Die Erinnerung an die Katastrophe von Tschernobyl ist bis heute präsent, verlorengegangen ist aber die Erinnerung an Tschernobyl: an die Menschen, die vor 1986 in der Stadt und ihrer Umgebung lebten, und ihre vielfältigen Kulturen. Die Erinnerung leidet darunter, dass die Region Sperrgebiet ist – in Tschernobyl ist selbst der Besuch der Gräber nicht mehr möglich.
Die Kulturen der Region Polissja dem Vergessen zu entreißen ist die Absicht der sehenswerten Ausstellung „Tschernobyl. Expeditionen in ein verlorenes Land“ im Augustinermuseum in Freiburg (noch bis 18. März 2012). Trachten, Tücher und Teppiche, Reusen und Tierfallen oder hölzerne Egge und Pflug führen zurück in das äußerst einfache Leben, das die ländliche Bevölkerung dort noch im 20. Jahrhundert führte.

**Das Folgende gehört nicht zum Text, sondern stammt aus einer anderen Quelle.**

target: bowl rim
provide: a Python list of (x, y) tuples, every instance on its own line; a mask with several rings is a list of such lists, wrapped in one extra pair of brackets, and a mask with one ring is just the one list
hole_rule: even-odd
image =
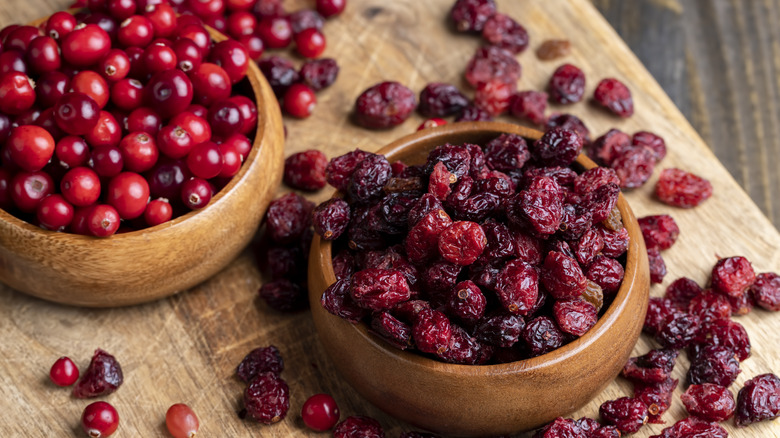
[[(444, 144), (447, 137), (473, 131), (483, 131), (485, 134), (495, 133), (496, 136), (503, 133), (514, 133), (524, 137), (526, 140), (536, 140), (543, 135), (541, 131), (505, 122), (458, 122), (405, 135), (382, 147), (376, 151), (376, 153), (389, 155), (412, 147), (414, 143), (431, 141), (437, 138), (442, 138), (441, 144)], [(596, 163), (589, 159), (584, 153), (581, 153), (577, 157), (576, 163), (582, 165), (585, 169), (596, 167)], [(335, 192), (334, 196), (340, 196), (339, 192)], [(622, 191), (618, 196), (617, 205), (621, 216), (623, 217), (624, 224), (629, 221), (636, 223), (636, 217), (623, 196)], [(638, 224), (636, 225), (636, 229), (638, 230)], [(332, 260), (332, 242), (320, 239), (320, 236), (315, 233), (312, 247), (318, 248), (318, 252), (320, 253), (319, 267), (323, 270), (323, 275), (327, 280), (328, 285), (333, 284), (336, 281), (336, 275), (333, 270), (333, 264), (330, 262)], [(635, 290), (634, 287), (639, 273), (639, 258), (642, 256), (642, 254), (640, 254), (640, 249), (641, 242), (639, 239), (629, 239), (623, 281), (621, 282), (620, 289), (615, 294), (610, 306), (587, 333), (551, 352), (515, 362), (490, 365), (464, 365), (438, 361), (422, 356), (416, 352), (400, 350), (390, 346), (376, 335), (371, 334), (364, 322), (352, 324), (336, 315), (332, 315), (324, 309), (318, 310), (327, 313), (329, 317), (339, 319), (346, 324), (346, 326), (350, 327), (347, 330), (352, 330), (354, 332), (353, 334), (359, 336), (363, 341), (369, 342), (375, 348), (381, 349), (386, 354), (394, 356), (395, 360), (402, 362), (403, 366), (406, 367), (425, 368), (438, 373), (474, 377), (508, 376), (517, 374), (518, 372), (532, 372), (534, 370), (553, 366), (572, 356), (577, 356), (593, 344), (596, 339), (608, 332), (610, 327), (615, 324), (622, 311), (628, 305), (629, 298), (631, 298), (632, 292)], [(630, 277), (628, 275), (629, 273), (631, 273)], [(317, 301), (319, 301), (319, 298)]]
[[(80, 11), (82, 9), (84, 8), (73, 8), (73, 9), (68, 9), (67, 11), (73, 14), (74, 12)], [(34, 20), (30, 23), (30, 25), (39, 26), (40, 24), (45, 23), (46, 20), (49, 19), (49, 17), (50, 16)], [(228, 40), (228, 37), (225, 34), (219, 32), (218, 30), (212, 28), (211, 26), (204, 24), (203, 27), (206, 28), (206, 30), (209, 32), (209, 35), (211, 36), (211, 39), (214, 40), (215, 42), (222, 42)], [(253, 103), (255, 104), (255, 108), (260, 108), (261, 103), (265, 100), (261, 92), (262, 89), (260, 85), (261, 77), (262, 77), (262, 72), (260, 72), (260, 69), (257, 67), (257, 64), (250, 59), (248, 63), (247, 73), (246, 73), (246, 80), (249, 81), (249, 86), (252, 89), (252, 94), (254, 95)], [(198, 210), (189, 211), (181, 216), (178, 216), (167, 222), (163, 222), (161, 224), (152, 227), (146, 227), (140, 230), (132, 230), (124, 233), (116, 233), (107, 237), (85, 236), (82, 234), (75, 234), (71, 232), (46, 230), (44, 228), (35, 226), (27, 221), (19, 219), (2, 208), (0, 208), (0, 222), (6, 222), (8, 225), (13, 226), (17, 229), (20, 229), (28, 233), (33, 233), (39, 236), (43, 236), (44, 238), (48, 238), (48, 239), (68, 240), (68, 241), (75, 241), (75, 242), (82, 241), (82, 242), (90, 242), (90, 244), (96, 244), (97, 242), (113, 242), (114, 244), (116, 244), (117, 242), (129, 241), (129, 240), (145, 241), (146, 239), (149, 238), (149, 234), (155, 233), (157, 231), (179, 228), (182, 226), (182, 223), (185, 223), (188, 219), (195, 217), (198, 213), (204, 211), (206, 208), (213, 207), (218, 203), (222, 203), (223, 199), (227, 198), (228, 195), (232, 193), (233, 190), (238, 186), (238, 184), (241, 183), (246, 178), (246, 175), (249, 173), (250, 169), (254, 169), (255, 167), (260, 165), (257, 157), (260, 154), (260, 150), (263, 148), (262, 134), (264, 134), (263, 129), (266, 124), (265, 123), (266, 118), (267, 118), (266, 114), (263, 114), (260, 111), (257, 112), (257, 126), (255, 127), (254, 138), (252, 140), (252, 149), (249, 151), (249, 155), (247, 155), (246, 159), (241, 165), (241, 169), (238, 171), (237, 174), (233, 175), (230, 178), (230, 181), (211, 198), (211, 200), (209, 201), (208, 204), (206, 204), (205, 207), (200, 208)], [(152, 199), (151, 195), (150, 195), (150, 199)]]

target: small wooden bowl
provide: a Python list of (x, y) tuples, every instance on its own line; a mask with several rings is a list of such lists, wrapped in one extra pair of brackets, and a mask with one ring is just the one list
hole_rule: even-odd
[[(209, 32), (215, 41), (227, 39)], [(106, 239), (46, 231), (0, 210), (0, 281), (50, 301), (113, 307), (174, 294), (225, 267), (252, 239), (284, 166), (274, 93), (254, 62), (247, 78), (258, 113), (252, 151), (208, 206)]]
[[(403, 137), (379, 153), (390, 162), (423, 163), (437, 145), (485, 144), (501, 133), (542, 133), (493, 122), (455, 123)], [(595, 164), (580, 155), (577, 162)], [(495, 436), (537, 428), (585, 405), (620, 372), (639, 337), (650, 289), (645, 244), (625, 198), (618, 207), (631, 237), (625, 277), (614, 301), (584, 336), (553, 352), (500, 365), (454, 365), (391, 347), (320, 305), (336, 281), (331, 244), (315, 237), (309, 302), (325, 351), (368, 401), (416, 427), (457, 436)]]

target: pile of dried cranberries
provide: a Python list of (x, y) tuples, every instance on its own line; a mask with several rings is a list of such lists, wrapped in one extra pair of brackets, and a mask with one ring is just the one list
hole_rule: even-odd
[(419, 166), (356, 150), (328, 164), (316, 207), (338, 281), (322, 305), (443, 361), (538, 356), (585, 334), (623, 278), (628, 232), (609, 169), (569, 167), (582, 139), (444, 144)]

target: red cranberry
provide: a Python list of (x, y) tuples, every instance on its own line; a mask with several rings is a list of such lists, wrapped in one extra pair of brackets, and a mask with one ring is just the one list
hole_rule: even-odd
[(154, 29), (156, 38), (169, 38), (176, 32), (178, 19), (176, 11), (167, 3), (150, 4), (144, 9), (144, 17), (148, 18)]
[(249, 52), (241, 43), (234, 40), (215, 44), (209, 59), (225, 70), (233, 84), (243, 79), (249, 68)]
[(97, 125), (92, 128), (92, 131), (86, 133), (84, 138), (93, 148), (116, 146), (122, 139), (122, 128), (111, 113), (101, 111)]
[(59, 71), (41, 75), (35, 82), (36, 102), (42, 108), (53, 107), (70, 87), (70, 79)]
[(27, 51), (30, 43), (41, 34), (40, 30), (34, 26), (19, 26), (11, 31), (3, 39), (3, 47), (8, 50)]
[[(181, 21), (181, 19), (179, 19), (179, 21)], [(176, 35), (179, 38), (189, 38), (192, 40), (192, 42), (198, 46), (201, 58), (204, 58), (209, 54), (209, 51), (211, 50), (211, 36), (206, 28), (200, 24), (187, 24), (182, 26), (182, 23), (179, 23)]]
[(220, 138), (240, 132), (244, 126), (241, 110), (238, 105), (229, 100), (222, 100), (211, 105), (208, 122), (213, 134)]
[(222, 141), (223, 145), (232, 145), (236, 148), (236, 151), (246, 159), (249, 156), (249, 152), (252, 150), (252, 142), (242, 134), (233, 134), (230, 137)]
[(111, 436), (119, 427), (119, 414), (113, 406), (96, 401), (86, 408), (81, 415), (81, 428), (84, 433), (92, 438), (105, 438)]
[(317, 0), (317, 12), (325, 18), (339, 15), (347, 7), (347, 0)]
[(306, 29), (322, 31), (325, 20), (319, 12), (313, 9), (301, 9), (290, 14), (290, 25), (293, 34), (297, 35)]
[(152, 76), (145, 86), (146, 104), (161, 117), (172, 117), (184, 111), (192, 102), (193, 85), (187, 75), (179, 70), (161, 71)]
[(283, 49), (289, 46), (293, 39), (290, 19), (284, 16), (263, 17), (257, 23), (257, 34), (270, 49)]
[(412, 90), (398, 82), (381, 82), (358, 96), (355, 120), (369, 129), (391, 128), (403, 123), (416, 107)]
[(132, 132), (119, 143), (125, 169), (146, 172), (154, 166), (159, 156), (154, 137), (146, 132)]
[(292, 154), (284, 160), (284, 183), (296, 189), (319, 190), (325, 187), (327, 165), (328, 158), (316, 149)]
[(282, 107), (293, 117), (304, 119), (309, 117), (317, 105), (314, 91), (304, 84), (293, 84), (284, 93)]
[(7, 50), (0, 53), (0, 76), (10, 72), (28, 73), (24, 53), (18, 50)]
[(108, 237), (119, 229), (119, 213), (110, 205), (90, 207), (86, 213), (86, 230), (95, 237)]
[(130, 73), (130, 58), (122, 49), (111, 49), (100, 60), (98, 71), (111, 82), (124, 79)]
[(134, 15), (119, 25), (116, 37), (122, 47), (143, 49), (154, 39), (154, 28), (148, 18), (143, 15)]
[(145, 132), (149, 135), (157, 135), (160, 131), (162, 120), (153, 109), (141, 107), (133, 110), (127, 116), (125, 130), (128, 132)]
[(165, 427), (173, 438), (194, 438), (200, 422), (189, 406), (177, 403), (165, 413)]
[(49, 195), (38, 204), (36, 218), (44, 229), (62, 231), (73, 220), (73, 206), (61, 195)]
[(79, 379), (79, 369), (69, 357), (61, 357), (54, 362), (49, 378), (57, 386), (70, 386)]
[(248, 11), (256, 0), (225, 0), (225, 7), (230, 11)]
[(108, 103), (108, 84), (102, 76), (94, 71), (84, 70), (73, 76), (70, 81), (72, 91), (84, 93), (91, 97), (100, 109)]
[(234, 12), (227, 17), (227, 32), (233, 38), (251, 35), (257, 27), (257, 18), (248, 11)]
[(192, 141), (195, 144), (211, 140), (211, 126), (206, 119), (191, 112), (177, 114), (170, 120), (169, 124), (184, 128), (192, 136)]
[(177, 67), (184, 73), (189, 73), (203, 62), (200, 47), (189, 38), (179, 38), (173, 42), (176, 53)]
[(211, 185), (205, 179), (192, 178), (181, 187), (181, 200), (192, 210), (208, 205), (212, 195)]
[(92, 150), (90, 167), (104, 178), (119, 175), (124, 167), (122, 152), (114, 146), (96, 147)]
[(52, 14), (46, 21), (46, 35), (61, 41), (65, 35), (76, 28), (76, 17), (68, 11), (59, 11)]
[(222, 164), (219, 146), (211, 141), (195, 145), (187, 155), (187, 167), (199, 178), (209, 179), (219, 175)]
[(20, 168), (35, 172), (43, 169), (54, 155), (54, 138), (39, 126), (23, 125), (11, 130), (5, 147)]
[(230, 97), (230, 76), (216, 64), (204, 62), (199, 65), (190, 72), (190, 80), (195, 100), (201, 105), (210, 106), (218, 100)]
[(100, 197), (100, 178), (92, 169), (76, 167), (62, 178), (60, 190), (71, 204), (86, 207), (97, 202)]
[(620, 117), (634, 114), (634, 100), (631, 90), (615, 78), (603, 79), (593, 92), (594, 100)]
[(176, 68), (176, 52), (160, 44), (151, 44), (144, 51), (144, 66), (149, 74)]
[(83, 166), (89, 160), (89, 146), (83, 138), (71, 135), (57, 142), (54, 154), (69, 168)]
[(144, 65), (144, 49), (140, 47), (128, 47), (125, 49), (128, 59), (130, 59), (130, 73), (128, 77), (134, 79), (146, 79), (146, 66)]
[(238, 94), (231, 96), (228, 101), (236, 104), (241, 112), (241, 120), (243, 120), (240, 130), (241, 134), (246, 135), (252, 132), (257, 125), (257, 106), (255, 106), (252, 99)]
[(126, 20), (135, 14), (135, 0), (107, 0), (106, 10), (117, 21)]
[(263, 52), (265, 51), (265, 43), (263, 43), (262, 38), (256, 34), (244, 35), (240, 38), (237, 38), (236, 40), (244, 46), (247, 51), (247, 55), (251, 59), (256, 60), (263, 56)]
[(193, 146), (192, 136), (180, 126), (168, 125), (157, 133), (157, 148), (167, 157), (182, 158)]
[(197, 103), (190, 104), (185, 112), (192, 113), (204, 120), (209, 116), (209, 109)]
[(571, 64), (564, 64), (553, 72), (548, 87), (550, 99), (555, 102), (579, 102), (585, 93), (585, 73)]
[(183, 161), (161, 159), (147, 174), (149, 192), (153, 197), (178, 199), (182, 184), (191, 177)]
[(48, 36), (40, 36), (32, 40), (27, 49), (27, 65), (38, 73), (60, 68), (62, 61), (57, 41)]
[(11, 198), (16, 208), (32, 213), (43, 198), (54, 193), (54, 181), (44, 171), (20, 171), (11, 180)]
[(62, 96), (54, 107), (57, 126), (70, 135), (88, 133), (100, 118), (100, 107), (84, 93), (72, 92)]
[(103, 29), (112, 41), (116, 40), (118, 23), (108, 14), (104, 14), (103, 12), (89, 14), (84, 18), (83, 24), (94, 24)]
[(225, 13), (225, 3), (222, 0), (191, 0), (189, 6), (192, 12), (203, 19)]
[[(339, 65), (333, 58), (310, 59), (303, 63), (300, 71), (301, 81), (314, 91), (331, 86), (338, 74)], [(422, 99), (422, 93), (420, 95)]]
[(171, 204), (165, 199), (155, 199), (146, 205), (144, 221), (150, 227), (168, 222), (173, 217)]
[(61, 50), (68, 64), (88, 67), (97, 64), (111, 50), (111, 37), (96, 24), (77, 26), (63, 38)]
[(682, 169), (664, 169), (656, 183), (655, 195), (665, 204), (692, 208), (712, 196), (712, 183)]
[(0, 111), (21, 114), (35, 103), (35, 88), (24, 73), (10, 72), (0, 77)]
[(301, 408), (303, 423), (317, 432), (332, 429), (339, 422), (340, 415), (336, 400), (328, 394), (314, 394)]
[(132, 111), (143, 103), (144, 85), (136, 80), (124, 78), (111, 86), (111, 103), (124, 111)]
[(241, 170), (241, 164), (244, 161), (243, 155), (238, 152), (238, 148), (232, 144), (220, 144), (219, 152), (222, 154), (222, 170), (219, 171), (220, 178), (231, 178)]
[(309, 28), (295, 35), (295, 48), (305, 58), (318, 58), (325, 51), (325, 35)]
[(106, 202), (116, 209), (122, 219), (135, 219), (146, 210), (149, 184), (137, 173), (122, 172), (108, 183)]

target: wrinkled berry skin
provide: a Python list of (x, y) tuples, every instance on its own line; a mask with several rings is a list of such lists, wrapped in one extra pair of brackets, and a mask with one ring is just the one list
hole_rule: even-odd
[(521, 336), (531, 354), (540, 356), (563, 345), (564, 334), (555, 321), (539, 316), (528, 321)]
[(762, 374), (747, 382), (737, 395), (734, 423), (745, 427), (780, 415), (780, 379), (774, 374)]
[(384, 155), (370, 154), (352, 171), (347, 194), (356, 202), (366, 203), (381, 195), (392, 175), (393, 169)]
[(308, 150), (284, 160), (284, 183), (290, 187), (315, 191), (325, 187), (328, 158), (321, 151)]
[(544, 130), (549, 131), (550, 129), (558, 127), (574, 131), (579, 134), (586, 143), (590, 143), (590, 130), (579, 117), (566, 113), (553, 114), (547, 119)]
[(631, 90), (615, 78), (602, 79), (593, 92), (593, 99), (620, 117), (631, 117), (634, 114)]
[(449, 349), (452, 326), (444, 313), (423, 309), (417, 314), (412, 327), (417, 348), (423, 353), (443, 353)]
[(647, 423), (647, 406), (635, 398), (623, 397), (604, 402), (599, 407), (601, 419), (621, 432), (634, 433)]
[(622, 376), (644, 383), (662, 383), (668, 379), (677, 361), (677, 350), (651, 350), (644, 356), (632, 357), (623, 366)]
[(482, 29), (482, 38), (493, 46), (501, 47), (515, 55), (528, 47), (528, 32), (512, 17), (494, 14)]
[(688, 417), (650, 438), (726, 438), (728, 436), (728, 432), (718, 423)]
[(349, 294), (351, 282), (349, 278), (340, 278), (328, 286), (322, 293), (320, 304), (328, 312), (344, 318), (352, 324), (357, 324), (368, 314), (368, 310), (358, 306)]
[(279, 312), (295, 312), (309, 307), (304, 288), (284, 278), (264, 283), (258, 294), (268, 307)]
[(596, 325), (598, 311), (593, 304), (581, 300), (558, 300), (553, 305), (553, 316), (566, 333), (582, 336)]
[(433, 82), (420, 92), (417, 110), (425, 117), (447, 117), (457, 114), (469, 105), (469, 99), (454, 85)]
[(541, 235), (553, 234), (563, 219), (563, 190), (554, 178), (539, 177), (508, 201), (509, 220)]
[(391, 269), (363, 269), (352, 276), (350, 295), (359, 306), (387, 310), (411, 296), (404, 275)]
[(89, 367), (73, 387), (76, 398), (93, 398), (111, 394), (122, 382), (122, 367), (116, 358), (98, 348), (89, 362)]
[(550, 251), (544, 259), (541, 281), (550, 294), (559, 300), (577, 298), (588, 286), (579, 263), (557, 251)]
[(677, 379), (666, 379), (661, 383), (634, 382), (634, 398), (647, 406), (649, 423), (664, 424), (661, 418), (672, 405), (672, 395), (677, 388)]
[(750, 286), (750, 295), (756, 304), (766, 310), (780, 310), (780, 275), (765, 272), (756, 276), (756, 281)]
[(553, 128), (534, 142), (532, 153), (534, 160), (543, 166), (564, 167), (577, 159), (582, 151), (582, 145), (582, 137), (576, 132)]
[(680, 235), (677, 222), (668, 214), (641, 217), (638, 222), (649, 248), (669, 249)]
[(279, 349), (273, 345), (255, 348), (250, 351), (236, 368), (238, 378), (251, 382), (260, 373), (274, 373), (277, 376), (284, 369), (284, 360)]
[(479, 88), (490, 81), (513, 85), (520, 79), (520, 63), (512, 53), (500, 47), (480, 47), (466, 65), (466, 81)]
[(349, 204), (341, 198), (329, 199), (312, 212), (314, 231), (325, 240), (336, 240), (349, 225)]
[(355, 101), (355, 121), (368, 129), (387, 129), (403, 123), (417, 108), (417, 97), (404, 85), (381, 82)]
[(736, 407), (728, 389), (711, 383), (689, 386), (680, 400), (688, 413), (707, 421), (726, 421)]
[(371, 417), (353, 415), (347, 417), (333, 429), (333, 438), (384, 438), (385, 431), (378, 421)]
[(290, 409), (287, 383), (274, 373), (258, 374), (244, 390), (244, 408), (249, 418), (263, 424), (283, 420)]
[(454, 222), (439, 235), (439, 254), (448, 262), (466, 266), (474, 263), (485, 249), (487, 238), (476, 222)]
[(688, 383), (714, 383), (728, 388), (740, 372), (742, 370), (739, 369), (739, 361), (733, 351), (719, 346), (707, 346), (691, 360)]
[(486, 344), (509, 348), (520, 339), (523, 328), (523, 318), (499, 312), (482, 318), (475, 332), (477, 339)]
[(314, 204), (297, 193), (288, 193), (271, 201), (266, 212), (266, 228), (274, 242), (297, 241), (311, 223)]
[(655, 196), (673, 207), (692, 208), (712, 196), (712, 184), (681, 169), (664, 169), (658, 177)]
[(539, 295), (538, 279), (536, 269), (515, 259), (501, 269), (493, 287), (504, 309), (516, 315), (527, 315)]
[(579, 424), (571, 418), (558, 417), (552, 423), (539, 429), (533, 438), (589, 438)]
[(745, 257), (723, 258), (712, 268), (712, 288), (730, 297), (744, 295), (755, 280), (753, 265)]
[(349, 186), (349, 178), (355, 171), (355, 168), (361, 161), (363, 161), (369, 155), (368, 152), (360, 149), (347, 152), (344, 155), (340, 155), (328, 163), (325, 167), (325, 177), (328, 184), (336, 188), (336, 190), (346, 192)]
[(563, 64), (553, 72), (548, 91), (553, 102), (579, 102), (585, 94), (585, 73), (571, 64)]

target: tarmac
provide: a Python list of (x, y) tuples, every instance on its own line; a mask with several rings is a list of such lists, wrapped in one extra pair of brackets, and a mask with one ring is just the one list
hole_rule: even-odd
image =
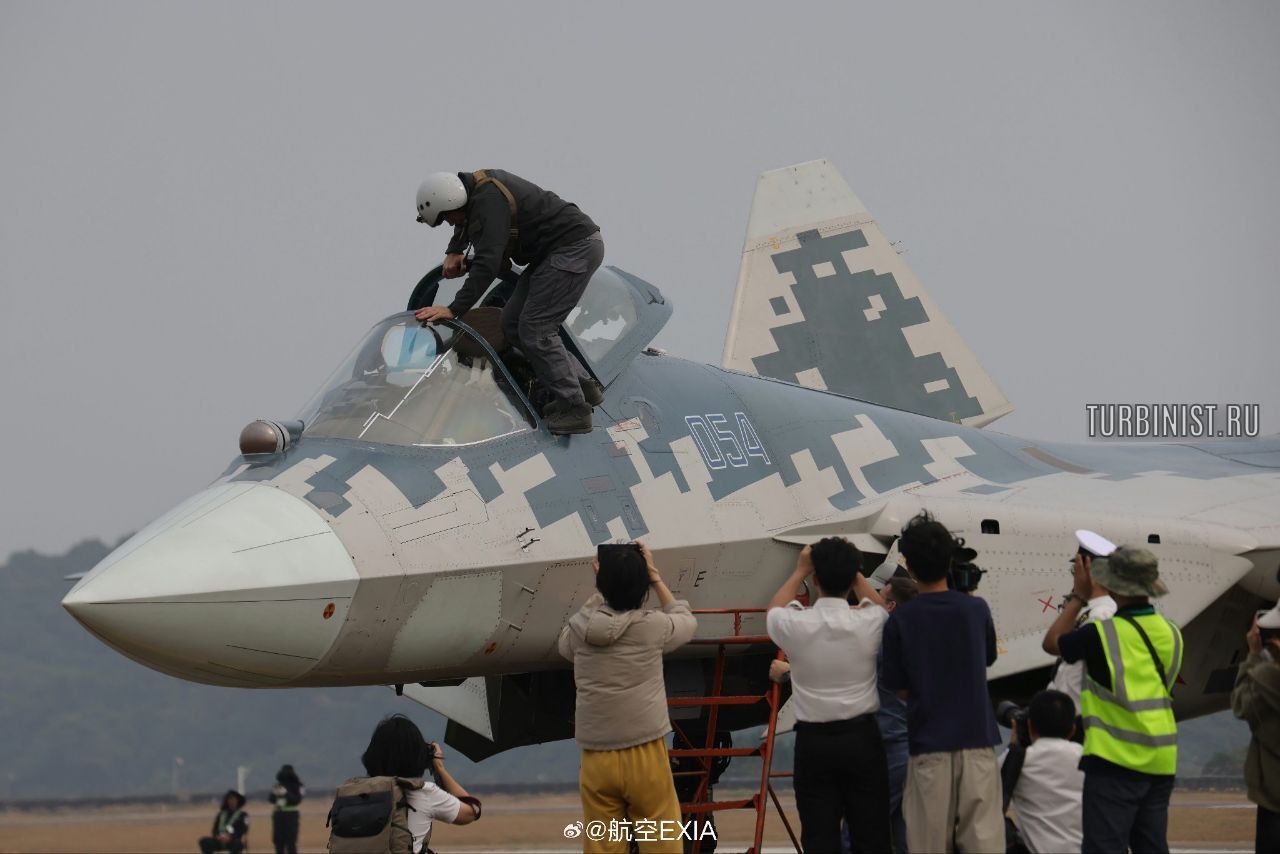
[[(481, 792), (483, 795), (483, 792)], [(717, 796), (732, 796), (717, 789)], [(745, 792), (743, 793), (746, 794)], [(798, 827), (795, 805), (781, 797), (788, 820)], [(494, 794), (484, 798), (484, 818), (473, 825), (437, 826), (431, 847), (441, 852), (579, 852), (581, 839), (565, 837), (565, 827), (581, 819), (576, 794)], [(304, 801), (299, 850), (323, 852), (328, 841), (324, 816), (328, 795)], [(171, 852), (195, 851), (196, 840), (209, 832), (216, 805), (174, 807), (61, 807), (9, 809), (0, 812), (0, 852)], [(249, 804), (251, 851), (271, 850), (270, 807)], [(750, 844), (755, 815), (721, 813), (716, 818), (720, 852), (744, 851)], [(1237, 852), (1253, 849), (1254, 806), (1240, 791), (1178, 791), (1170, 810), (1169, 839), (1174, 851)], [(793, 852), (777, 812), (770, 807), (765, 824), (765, 852)]]

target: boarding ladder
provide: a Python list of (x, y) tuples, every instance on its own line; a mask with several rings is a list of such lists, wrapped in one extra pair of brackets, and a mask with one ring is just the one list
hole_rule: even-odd
[[(769, 689), (763, 694), (747, 694), (747, 695), (725, 695), (724, 687), (724, 670), (725, 658), (728, 649), (731, 646), (750, 646), (753, 644), (771, 644), (773, 641), (768, 635), (744, 635), (742, 633), (742, 618), (744, 614), (763, 614), (764, 608), (700, 608), (694, 609), (693, 613), (699, 618), (704, 616), (732, 616), (733, 617), (733, 634), (723, 637), (713, 638), (694, 638), (691, 644), (700, 646), (716, 647), (715, 668), (711, 678), (711, 692), (705, 697), (669, 697), (667, 705), (669, 708), (688, 708), (688, 707), (707, 707), (707, 735), (706, 743), (702, 745), (693, 744), (681, 730), (678, 721), (672, 721), (672, 728), (675, 730), (675, 746), (670, 751), (672, 758), (696, 758), (701, 760), (701, 767), (689, 771), (677, 771), (677, 775), (692, 776), (698, 780), (698, 787), (694, 793), (693, 800), (681, 803), (680, 811), (685, 816), (685, 820), (698, 819), (711, 812), (719, 812), (721, 810), (737, 810), (750, 809), (755, 810), (756, 827), (755, 835), (752, 837), (751, 847), (747, 849), (747, 854), (759, 854), (761, 844), (764, 840), (764, 819), (768, 811), (769, 800), (773, 801), (774, 807), (778, 810), (778, 817), (782, 819), (782, 825), (787, 829), (787, 835), (791, 837), (791, 844), (795, 846), (796, 851), (800, 851), (800, 841), (796, 838), (795, 831), (791, 828), (791, 823), (787, 821), (787, 814), (782, 809), (782, 804), (778, 801), (778, 795), (773, 789), (773, 778), (790, 777), (790, 772), (774, 773), (772, 770), (773, 763), (773, 743), (774, 736), (778, 727), (778, 709), (781, 705), (779, 696), (780, 689), (776, 683), (770, 682)], [(778, 652), (778, 657), (782, 657), (782, 652)], [(718, 722), (721, 706), (751, 706), (756, 703), (765, 703), (769, 709), (769, 723), (765, 728), (764, 738), (756, 747), (718, 747), (716, 746), (716, 724)], [(686, 746), (682, 747), (681, 744)], [(760, 757), (760, 787), (749, 798), (739, 798), (731, 801), (713, 801), (709, 798), (711, 790), (712, 768), (716, 759), (724, 757), (742, 757), (742, 756), (759, 756)], [(767, 799), (766, 799), (767, 796)], [(692, 854), (700, 854), (702, 850), (702, 840), (695, 839), (690, 849)], [(717, 852), (719, 854), (719, 851)]]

Überrascht lernt der Besucher, dass Tschernobyl – bis die Juden im Zweiten Weltkrieg deportiert und umgebracht wurden – ein typisches jüdisches Schtetl war und eines der Zentren des Chassidismus (einer mystischen Richtung des östlichen Judentums). Beeindruckende Kultgegenstände werden ebenso gezeigt wie Exponate aus dem Alltagsleben. Erschütternd ist die digi‧tale Präsentation fotografischen Archivmaterials mit biographischen Schlaglichtern auf Menschen, deren Leben im KZ endete. Der Katalog ist im Michael Imhof Verlag (Petersberg) erschienen.